The Michigan House of Representatives has approved a bill that would reduce penalties for gun owners with expired concealed carry permits in the state.
The measure, House Bill 4458, was passed Wednesday by the House on a 82-26 vote and now heads to the Senate for consideration, the Associated Press reported.
The proposal would reduce penalties for those who carry concealed firearms with expired concealed carry permits to a $330 fine rather than a five-year felony charge, so long as the permit is within six months of expiring at the time of the violation.

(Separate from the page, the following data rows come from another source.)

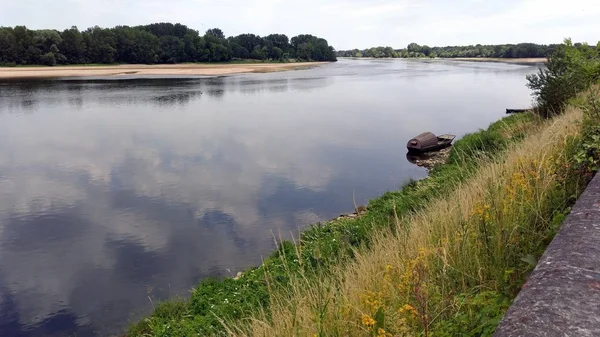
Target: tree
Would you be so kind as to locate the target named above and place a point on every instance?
(216, 32)
(157, 42)
(72, 46)
(569, 70)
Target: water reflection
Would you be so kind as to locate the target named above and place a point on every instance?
(112, 192)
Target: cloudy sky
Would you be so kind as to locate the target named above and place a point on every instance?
(345, 23)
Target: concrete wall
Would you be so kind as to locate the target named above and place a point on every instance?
(562, 295)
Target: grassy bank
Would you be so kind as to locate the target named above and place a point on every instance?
(322, 247)
(453, 267)
(443, 256)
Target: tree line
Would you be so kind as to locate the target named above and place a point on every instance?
(521, 50)
(153, 43)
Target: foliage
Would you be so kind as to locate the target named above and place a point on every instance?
(520, 50)
(452, 267)
(154, 43)
(570, 69)
(324, 246)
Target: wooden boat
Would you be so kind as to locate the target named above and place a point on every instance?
(514, 111)
(427, 142)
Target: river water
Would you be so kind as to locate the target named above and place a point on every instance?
(116, 194)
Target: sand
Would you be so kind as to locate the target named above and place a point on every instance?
(532, 60)
(157, 69)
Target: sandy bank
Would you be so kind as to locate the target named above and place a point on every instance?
(156, 69)
(531, 60)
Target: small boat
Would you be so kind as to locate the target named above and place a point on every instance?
(427, 142)
(515, 111)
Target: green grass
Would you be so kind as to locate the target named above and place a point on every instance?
(323, 245)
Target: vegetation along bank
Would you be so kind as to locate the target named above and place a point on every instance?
(149, 44)
(505, 51)
(443, 256)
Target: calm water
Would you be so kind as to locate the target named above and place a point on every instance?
(114, 192)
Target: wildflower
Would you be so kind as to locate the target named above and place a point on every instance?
(382, 333)
(368, 320)
(407, 308)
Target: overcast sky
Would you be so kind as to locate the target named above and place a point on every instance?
(345, 24)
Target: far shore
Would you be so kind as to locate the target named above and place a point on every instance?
(117, 71)
(530, 60)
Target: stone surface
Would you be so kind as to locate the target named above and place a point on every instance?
(562, 295)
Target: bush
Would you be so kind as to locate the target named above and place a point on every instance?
(570, 69)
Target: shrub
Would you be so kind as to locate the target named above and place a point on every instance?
(570, 69)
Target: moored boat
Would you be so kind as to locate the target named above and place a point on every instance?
(427, 142)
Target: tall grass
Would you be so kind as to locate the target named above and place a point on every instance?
(450, 268)
(322, 247)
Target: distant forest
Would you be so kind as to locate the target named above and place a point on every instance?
(415, 50)
(154, 43)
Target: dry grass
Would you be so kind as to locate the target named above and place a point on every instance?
(414, 278)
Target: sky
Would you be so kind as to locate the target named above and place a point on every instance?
(346, 24)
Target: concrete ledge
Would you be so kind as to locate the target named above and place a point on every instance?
(562, 295)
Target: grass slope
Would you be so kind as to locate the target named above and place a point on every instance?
(322, 247)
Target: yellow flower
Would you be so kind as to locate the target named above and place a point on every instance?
(382, 333)
(407, 308)
(368, 320)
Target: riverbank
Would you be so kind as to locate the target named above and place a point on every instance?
(528, 61)
(323, 248)
(187, 69)
(447, 253)
(532, 60)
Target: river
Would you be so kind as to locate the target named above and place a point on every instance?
(115, 194)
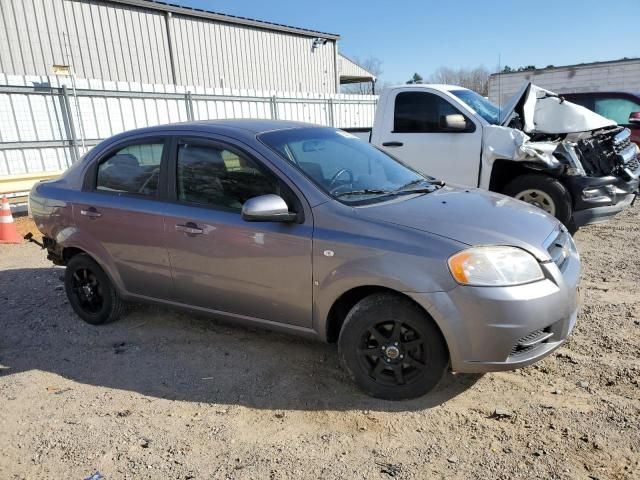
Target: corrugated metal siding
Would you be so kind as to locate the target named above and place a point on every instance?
(117, 42)
(349, 68)
(610, 76)
(244, 57)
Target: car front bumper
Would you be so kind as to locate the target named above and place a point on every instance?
(610, 196)
(504, 328)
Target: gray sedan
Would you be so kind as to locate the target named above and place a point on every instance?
(309, 230)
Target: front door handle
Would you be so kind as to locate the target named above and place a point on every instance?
(190, 228)
(90, 212)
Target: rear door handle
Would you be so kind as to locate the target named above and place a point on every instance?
(190, 228)
(90, 212)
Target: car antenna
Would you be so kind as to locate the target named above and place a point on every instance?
(499, 89)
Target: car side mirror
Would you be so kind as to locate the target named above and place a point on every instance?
(267, 208)
(454, 122)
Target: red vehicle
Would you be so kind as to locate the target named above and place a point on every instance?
(621, 107)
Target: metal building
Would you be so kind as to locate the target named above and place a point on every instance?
(152, 42)
(586, 77)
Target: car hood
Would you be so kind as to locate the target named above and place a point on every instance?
(470, 216)
(543, 111)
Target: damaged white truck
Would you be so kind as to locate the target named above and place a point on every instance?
(539, 148)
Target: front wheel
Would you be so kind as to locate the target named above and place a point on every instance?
(544, 192)
(391, 348)
(90, 291)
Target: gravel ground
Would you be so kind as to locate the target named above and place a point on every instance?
(162, 394)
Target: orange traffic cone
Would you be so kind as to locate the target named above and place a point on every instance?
(8, 232)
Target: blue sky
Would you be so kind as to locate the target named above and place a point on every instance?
(420, 36)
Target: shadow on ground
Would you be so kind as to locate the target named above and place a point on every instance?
(174, 355)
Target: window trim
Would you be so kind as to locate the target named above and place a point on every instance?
(91, 174)
(471, 125)
(172, 173)
(593, 96)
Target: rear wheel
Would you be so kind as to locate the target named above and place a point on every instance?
(544, 192)
(90, 291)
(391, 348)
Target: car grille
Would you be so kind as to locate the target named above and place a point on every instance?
(559, 248)
(531, 341)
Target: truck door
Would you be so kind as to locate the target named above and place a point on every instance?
(426, 131)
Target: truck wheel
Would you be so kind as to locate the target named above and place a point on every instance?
(90, 291)
(391, 348)
(544, 192)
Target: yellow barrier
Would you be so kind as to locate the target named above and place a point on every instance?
(23, 183)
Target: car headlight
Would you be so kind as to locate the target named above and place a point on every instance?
(494, 266)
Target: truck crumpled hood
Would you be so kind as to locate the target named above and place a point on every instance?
(470, 216)
(542, 111)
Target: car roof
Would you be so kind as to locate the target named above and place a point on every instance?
(436, 86)
(255, 126)
(635, 93)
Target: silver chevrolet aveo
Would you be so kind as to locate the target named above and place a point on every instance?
(309, 230)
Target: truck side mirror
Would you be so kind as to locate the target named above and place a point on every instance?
(634, 117)
(454, 122)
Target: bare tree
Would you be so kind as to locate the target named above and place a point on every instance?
(371, 64)
(476, 79)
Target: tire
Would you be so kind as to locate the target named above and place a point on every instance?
(544, 192)
(415, 355)
(90, 291)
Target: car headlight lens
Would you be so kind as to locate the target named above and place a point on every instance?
(494, 266)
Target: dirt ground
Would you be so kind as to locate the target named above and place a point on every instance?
(162, 394)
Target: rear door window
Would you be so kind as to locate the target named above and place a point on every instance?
(616, 109)
(134, 169)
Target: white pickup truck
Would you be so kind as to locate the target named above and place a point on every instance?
(538, 148)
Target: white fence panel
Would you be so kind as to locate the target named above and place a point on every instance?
(48, 122)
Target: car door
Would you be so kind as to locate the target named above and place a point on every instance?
(416, 134)
(120, 213)
(221, 262)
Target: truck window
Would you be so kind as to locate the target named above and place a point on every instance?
(420, 112)
(616, 109)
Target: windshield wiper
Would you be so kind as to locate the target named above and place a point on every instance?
(365, 191)
(409, 187)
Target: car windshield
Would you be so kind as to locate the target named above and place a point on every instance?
(479, 104)
(344, 166)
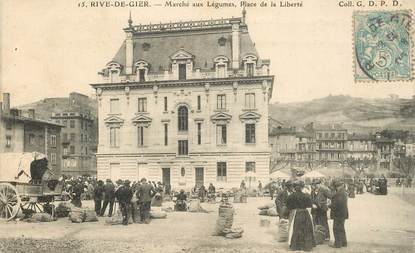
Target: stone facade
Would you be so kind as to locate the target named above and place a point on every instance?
(22, 132)
(192, 113)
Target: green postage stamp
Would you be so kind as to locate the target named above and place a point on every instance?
(382, 44)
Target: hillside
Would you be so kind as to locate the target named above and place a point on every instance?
(356, 113)
(46, 107)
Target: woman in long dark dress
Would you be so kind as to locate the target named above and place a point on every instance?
(301, 235)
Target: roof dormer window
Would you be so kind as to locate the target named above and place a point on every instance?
(142, 68)
(249, 62)
(114, 70)
(222, 41)
(221, 66)
(182, 64)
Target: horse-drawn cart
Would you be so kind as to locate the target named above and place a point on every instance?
(26, 184)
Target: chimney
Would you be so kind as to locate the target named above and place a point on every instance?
(6, 103)
(235, 44)
(129, 47)
(31, 113)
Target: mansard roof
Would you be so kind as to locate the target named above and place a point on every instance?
(156, 43)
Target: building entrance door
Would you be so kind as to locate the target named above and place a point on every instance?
(199, 176)
(166, 176)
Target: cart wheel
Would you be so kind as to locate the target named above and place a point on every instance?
(33, 207)
(9, 201)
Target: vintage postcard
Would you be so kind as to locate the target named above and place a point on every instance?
(207, 126)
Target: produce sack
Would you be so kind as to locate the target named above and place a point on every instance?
(319, 234)
(225, 219)
(157, 200)
(116, 219)
(237, 198)
(266, 206)
(195, 207)
(264, 223)
(90, 216)
(233, 233)
(167, 209)
(158, 214)
(283, 230)
(63, 209)
(272, 212)
(244, 199)
(41, 217)
(77, 215)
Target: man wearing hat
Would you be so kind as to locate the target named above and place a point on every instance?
(339, 213)
(301, 233)
(319, 197)
(109, 197)
(281, 200)
(145, 193)
(124, 195)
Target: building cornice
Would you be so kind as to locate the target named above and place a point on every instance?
(184, 26)
(184, 83)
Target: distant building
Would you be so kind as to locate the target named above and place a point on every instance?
(79, 136)
(284, 144)
(410, 149)
(331, 142)
(361, 146)
(22, 132)
(306, 146)
(186, 104)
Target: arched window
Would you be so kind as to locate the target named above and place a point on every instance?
(182, 118)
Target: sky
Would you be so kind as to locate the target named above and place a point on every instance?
(50, 48)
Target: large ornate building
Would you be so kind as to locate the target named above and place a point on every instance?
(185, 103)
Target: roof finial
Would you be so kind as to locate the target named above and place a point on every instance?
(130, 21)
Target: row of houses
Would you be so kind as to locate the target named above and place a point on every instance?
(65, 129)
(21, 132)
(335, 143)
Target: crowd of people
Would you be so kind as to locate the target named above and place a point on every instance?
(305, 206)
(293, 201)
(134, 198)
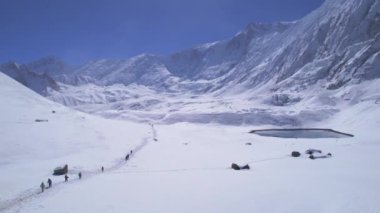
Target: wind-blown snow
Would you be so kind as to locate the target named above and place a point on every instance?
(320, 71)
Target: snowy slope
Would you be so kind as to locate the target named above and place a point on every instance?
(40, 83)
(186, 170)
(284, 73)
(30, 150)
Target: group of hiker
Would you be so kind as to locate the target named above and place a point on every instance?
(50, 182)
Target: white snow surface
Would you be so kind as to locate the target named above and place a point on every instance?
(194, 110)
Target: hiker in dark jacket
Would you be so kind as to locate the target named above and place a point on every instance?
(42, 186)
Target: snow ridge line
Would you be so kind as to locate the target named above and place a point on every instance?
(32, 193)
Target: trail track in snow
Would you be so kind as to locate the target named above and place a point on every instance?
(34, 192)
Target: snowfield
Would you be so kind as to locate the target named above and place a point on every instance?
(186, 117)
(182, 167)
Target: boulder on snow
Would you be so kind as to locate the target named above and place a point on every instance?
(234, 166)
(296, 154)
(41, 120)
(61, 170)
(313, 157)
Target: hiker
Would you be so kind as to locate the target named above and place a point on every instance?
(42, 186)
(49, 182)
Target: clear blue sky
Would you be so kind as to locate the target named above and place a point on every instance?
(81, 30)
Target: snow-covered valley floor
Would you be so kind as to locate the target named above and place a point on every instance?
(182, 167)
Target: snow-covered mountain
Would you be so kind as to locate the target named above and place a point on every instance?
(337, 43)
(40, 83)
(307, 68)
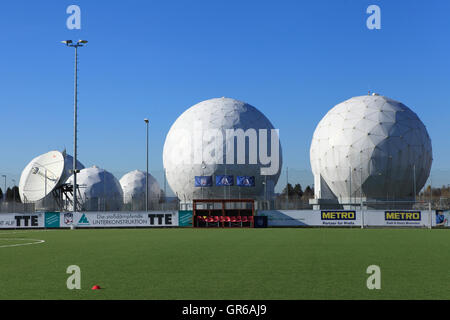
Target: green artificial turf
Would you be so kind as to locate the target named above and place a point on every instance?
(320, 263)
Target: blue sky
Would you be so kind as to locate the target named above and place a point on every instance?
(293, 60)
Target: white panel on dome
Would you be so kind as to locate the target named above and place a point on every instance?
(183, 144)
(380, 140)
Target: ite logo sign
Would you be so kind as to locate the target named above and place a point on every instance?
(160, 219)
(27, 221)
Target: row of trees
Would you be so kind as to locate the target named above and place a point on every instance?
(12, 194)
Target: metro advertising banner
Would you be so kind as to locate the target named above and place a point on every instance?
(348, 218)
(119, 219)
(21, 220)
(397, 218)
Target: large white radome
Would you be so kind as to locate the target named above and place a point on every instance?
(133, 185)
(182, 144)
(99, 189)
(380, 141)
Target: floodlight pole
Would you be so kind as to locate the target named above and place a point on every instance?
(79, 43)
(4, 176)
(146, 175)
(75, 118)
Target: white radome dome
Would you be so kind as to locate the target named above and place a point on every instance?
(183, 144)
(133, 186)
(380, 141)
(99, 189)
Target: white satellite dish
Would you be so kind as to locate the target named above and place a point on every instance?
(41, 176)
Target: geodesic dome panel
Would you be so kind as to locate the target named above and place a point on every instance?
(371, 146)
(192, 148)
(133, 185)
(99, 189)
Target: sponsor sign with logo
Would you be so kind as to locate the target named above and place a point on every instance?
(52, 219)
(338, 218)
(21, 220)
(185, 218)
(120, 219)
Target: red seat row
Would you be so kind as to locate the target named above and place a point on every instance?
(225, 219)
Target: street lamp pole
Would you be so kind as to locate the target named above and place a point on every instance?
(79, 43)
(4, 176)
(146, 175)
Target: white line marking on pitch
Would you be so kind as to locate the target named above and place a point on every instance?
(37, 241)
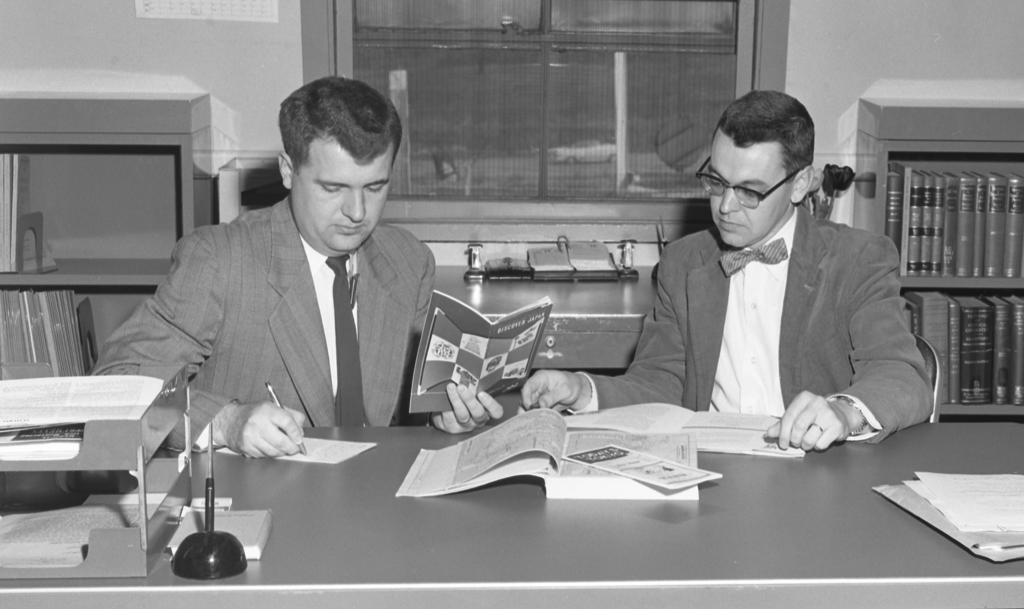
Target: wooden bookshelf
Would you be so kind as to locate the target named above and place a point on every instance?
(940, 136)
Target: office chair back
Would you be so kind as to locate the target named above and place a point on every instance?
(934, 373)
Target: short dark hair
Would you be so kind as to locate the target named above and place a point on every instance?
(363, 121)
(761, 117)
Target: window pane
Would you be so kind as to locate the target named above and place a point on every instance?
(502, 115)
(668, 122)
(474, 120)
(446, 14)
(646, 16)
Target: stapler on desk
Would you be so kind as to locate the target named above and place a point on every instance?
(474, 271)
(508, 268)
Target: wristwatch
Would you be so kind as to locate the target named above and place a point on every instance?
(846, 399)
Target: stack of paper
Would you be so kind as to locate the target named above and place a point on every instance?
(993, 503)
(43, 419)
(983, 513)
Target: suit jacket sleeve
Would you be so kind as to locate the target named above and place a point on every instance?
(176, 328)
(888, 372)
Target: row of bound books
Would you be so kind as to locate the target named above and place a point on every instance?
(40, 330)
(955, 223)
(980, 343)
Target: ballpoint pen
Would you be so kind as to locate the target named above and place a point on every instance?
(273, 396)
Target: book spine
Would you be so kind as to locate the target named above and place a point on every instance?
(995, 221)
(927, 222)
(949, 236)
(894, 207)
(1017, 350)
(952, 366)
(915, 228)
(939, 225)
(977, 330)
(933, 325)
(966, 197)
(980, 211)
(1015, 227)
(1001, 338)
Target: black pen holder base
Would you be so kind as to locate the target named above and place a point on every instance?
(209, 556)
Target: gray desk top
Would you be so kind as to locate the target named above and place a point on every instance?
(770, 533)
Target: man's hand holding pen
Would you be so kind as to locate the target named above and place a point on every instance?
(259, 429)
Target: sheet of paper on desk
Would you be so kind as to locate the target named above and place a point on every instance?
(325, 451)
(976, 503)
(995, 546)
(715, 432)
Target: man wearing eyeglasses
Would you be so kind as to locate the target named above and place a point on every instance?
(770, 312)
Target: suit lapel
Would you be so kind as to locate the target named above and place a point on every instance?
(801, 286)
(708, 291)
(295, 323)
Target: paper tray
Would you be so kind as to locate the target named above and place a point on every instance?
(126, 445)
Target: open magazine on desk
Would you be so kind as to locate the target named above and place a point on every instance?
(534, 444)
(713, 432)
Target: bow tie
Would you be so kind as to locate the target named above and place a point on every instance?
(772, 253)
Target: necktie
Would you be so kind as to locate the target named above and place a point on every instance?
(772, 253)
(348, 400)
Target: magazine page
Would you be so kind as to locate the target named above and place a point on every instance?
(577, 481)
(640, 419)
(526, 444)
(455, 347)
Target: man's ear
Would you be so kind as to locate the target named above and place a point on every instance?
(285, 166)
(803, 183)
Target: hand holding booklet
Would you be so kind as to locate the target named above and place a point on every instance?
(536, 443)
(461, 346)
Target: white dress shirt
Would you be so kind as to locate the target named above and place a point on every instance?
(747, 379)
(324, 286)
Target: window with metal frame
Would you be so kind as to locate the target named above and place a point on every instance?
(550, 99)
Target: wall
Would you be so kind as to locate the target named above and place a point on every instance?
(100, 45)
(841, 50)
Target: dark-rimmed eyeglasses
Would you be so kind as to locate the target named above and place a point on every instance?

The fine could be waived if the permit is renewed within 60 days of the violation.
“A person who has underwent firearms training, has exercised their Constitutional rights responsibly, and has every intention of following the rules doesn’t deserve to face felony charges merely for forgetting about the expiration date on their CPL,” said Republican Rep. Shane Hernandez, the bill’s main sponsor. “This is common sense legislation that I feel is long overdue.”
The proposal had overwhelming support from Republicans and even garnered some Democratic support, including that of Rep. David LaGrand, who voted for the bill and urged fellow lawmakers to draft similar legislation for drivers with expired licenses. Such a violation is currently a misdemeanor and could get motorists 90 days in jail and a $100 fine.
The Michigan House also approved another pro-gun bill Wednesday that would require local governments to align gun regulations with state law within 60 days of the local ordinance taking effect.
The move stems from a 1990 preemption law that states local governments cannot implement stricter gun regulations than those at the state-level. Gun rights advocates point to at least 26 local ordinances throughout the state that impose stricter regulations that state-level gun laws, including some that ban firearms at public parks and cemeteries.
The bill passed on a 69-39 vote Wednesday and would allow people to sue local governments they think are in violation of the state preemption law. A judge could then order the local government stop enforcing the regulation or amend the ordinance in violation.